Die Wohnung ging schneller weg als der BMW – klar, beste Lage Eppendorf, bemerkte Pascal. Er saß auf der Heizung und ich auf dem blanken Wohnzimmerfußboden, die letzten Umzugskartons standen noch herum und aus dem Nebenraum hörten wir die Maklerin unsere Wohnung anpreisen. »Hier wäre dann eine Möglichkeit für ein zweites Kinderzimmer oder Arbeitszimmer, ganz nach Wunsch. Telefonanschluss ist vorhanden. Der Vormieter hat den Raum als Dunkelkammer genutzt …«
»Wie ist denn deine neue WG?«, fragte ich.

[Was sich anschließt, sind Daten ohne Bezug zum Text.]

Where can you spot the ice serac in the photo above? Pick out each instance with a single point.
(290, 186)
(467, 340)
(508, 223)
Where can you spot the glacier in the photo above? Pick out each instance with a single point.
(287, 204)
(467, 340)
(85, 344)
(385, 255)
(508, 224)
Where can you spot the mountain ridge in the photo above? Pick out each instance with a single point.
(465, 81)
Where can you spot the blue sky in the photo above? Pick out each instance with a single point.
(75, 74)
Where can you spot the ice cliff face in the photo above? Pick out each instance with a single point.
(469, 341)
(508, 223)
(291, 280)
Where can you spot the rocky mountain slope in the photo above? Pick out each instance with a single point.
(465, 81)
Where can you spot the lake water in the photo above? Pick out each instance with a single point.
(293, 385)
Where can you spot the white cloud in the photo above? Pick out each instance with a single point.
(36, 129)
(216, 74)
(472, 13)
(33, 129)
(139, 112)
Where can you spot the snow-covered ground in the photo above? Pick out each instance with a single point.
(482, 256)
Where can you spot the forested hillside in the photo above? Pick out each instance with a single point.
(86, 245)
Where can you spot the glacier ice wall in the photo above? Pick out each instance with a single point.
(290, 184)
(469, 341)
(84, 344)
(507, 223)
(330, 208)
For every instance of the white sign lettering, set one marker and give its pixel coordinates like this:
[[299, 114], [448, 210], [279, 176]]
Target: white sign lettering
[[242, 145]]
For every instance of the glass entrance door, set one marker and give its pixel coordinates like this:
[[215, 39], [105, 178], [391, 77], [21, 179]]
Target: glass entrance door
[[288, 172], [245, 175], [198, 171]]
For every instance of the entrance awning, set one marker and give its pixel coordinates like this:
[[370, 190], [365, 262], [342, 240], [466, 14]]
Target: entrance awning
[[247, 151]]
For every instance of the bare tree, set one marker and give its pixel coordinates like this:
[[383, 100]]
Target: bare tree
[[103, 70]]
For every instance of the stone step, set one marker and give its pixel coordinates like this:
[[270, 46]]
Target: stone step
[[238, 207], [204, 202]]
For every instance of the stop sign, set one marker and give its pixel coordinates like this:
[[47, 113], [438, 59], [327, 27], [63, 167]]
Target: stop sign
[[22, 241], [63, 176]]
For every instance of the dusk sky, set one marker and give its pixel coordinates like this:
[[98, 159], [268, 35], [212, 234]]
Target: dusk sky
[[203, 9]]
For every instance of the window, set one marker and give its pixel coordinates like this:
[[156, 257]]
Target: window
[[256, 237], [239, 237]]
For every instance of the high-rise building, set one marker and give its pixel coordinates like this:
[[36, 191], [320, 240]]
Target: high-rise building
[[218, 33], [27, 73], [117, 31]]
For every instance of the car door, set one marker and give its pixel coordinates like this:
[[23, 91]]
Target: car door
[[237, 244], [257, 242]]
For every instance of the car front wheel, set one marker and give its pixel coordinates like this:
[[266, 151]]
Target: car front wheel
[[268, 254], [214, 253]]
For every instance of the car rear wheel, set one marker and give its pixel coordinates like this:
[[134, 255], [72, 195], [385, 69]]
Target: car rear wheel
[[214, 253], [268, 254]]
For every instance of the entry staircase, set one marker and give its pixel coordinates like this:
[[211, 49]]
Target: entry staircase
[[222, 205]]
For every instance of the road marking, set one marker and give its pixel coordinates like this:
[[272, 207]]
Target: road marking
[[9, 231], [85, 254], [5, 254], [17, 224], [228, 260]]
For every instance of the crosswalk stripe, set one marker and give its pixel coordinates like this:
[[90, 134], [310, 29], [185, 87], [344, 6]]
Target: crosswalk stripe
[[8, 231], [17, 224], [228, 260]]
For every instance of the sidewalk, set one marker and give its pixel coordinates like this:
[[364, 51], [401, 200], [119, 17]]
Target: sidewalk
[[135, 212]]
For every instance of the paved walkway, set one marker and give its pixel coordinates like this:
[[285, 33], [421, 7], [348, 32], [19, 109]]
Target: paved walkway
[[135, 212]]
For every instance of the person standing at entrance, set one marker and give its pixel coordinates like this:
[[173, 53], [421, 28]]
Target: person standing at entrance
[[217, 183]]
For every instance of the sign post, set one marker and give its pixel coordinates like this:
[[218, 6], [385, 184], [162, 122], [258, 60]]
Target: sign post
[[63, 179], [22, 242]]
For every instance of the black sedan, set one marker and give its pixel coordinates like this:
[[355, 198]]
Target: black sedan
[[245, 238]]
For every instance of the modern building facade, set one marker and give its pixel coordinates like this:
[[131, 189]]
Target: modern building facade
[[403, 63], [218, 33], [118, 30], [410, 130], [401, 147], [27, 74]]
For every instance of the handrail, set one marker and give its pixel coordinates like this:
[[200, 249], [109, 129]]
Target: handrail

»Ganz in Ordnung«, meinte Pascal. »Zwei Journalisten, unbeweibt, eher ruhig. Ich bin ja ohnehin kaum da.«
»Und … was machst du Weihnachten?« Ich versuchte einen beiläufigen Ton in meine Stimme zu legen.
Pascal zögerte einen Moment. »Acapulco«, sagte er dann und studierte das Haus auf der anderen Straßenseite so aufmerksam, als hätte ihm dort jemand gewunken. »Für den Heine-Katalog. Am ersten Feiertag geht’s los.«
»Ach so«, murmelte ich.
»Hör mal«, setzte er nach, »ich muss einfach mal raus. Ich kann jetzt nicht gleich wieder auf Familie machen, so ohne Rita …«
»Aber du warst doch gerade erst weg.«
Pascal stieß sich von der Heizung ab und kam zu mir hinüber. Er ging vor mir in die Hocke und strich mir mit dem Zeigefinger den Pony aus der Stirn, damit er mir besser ins Gesicht sehen konnte.
»Hast du wirklich Sorge, dass du mich am Hals hast?«, fragte ich bedrückt.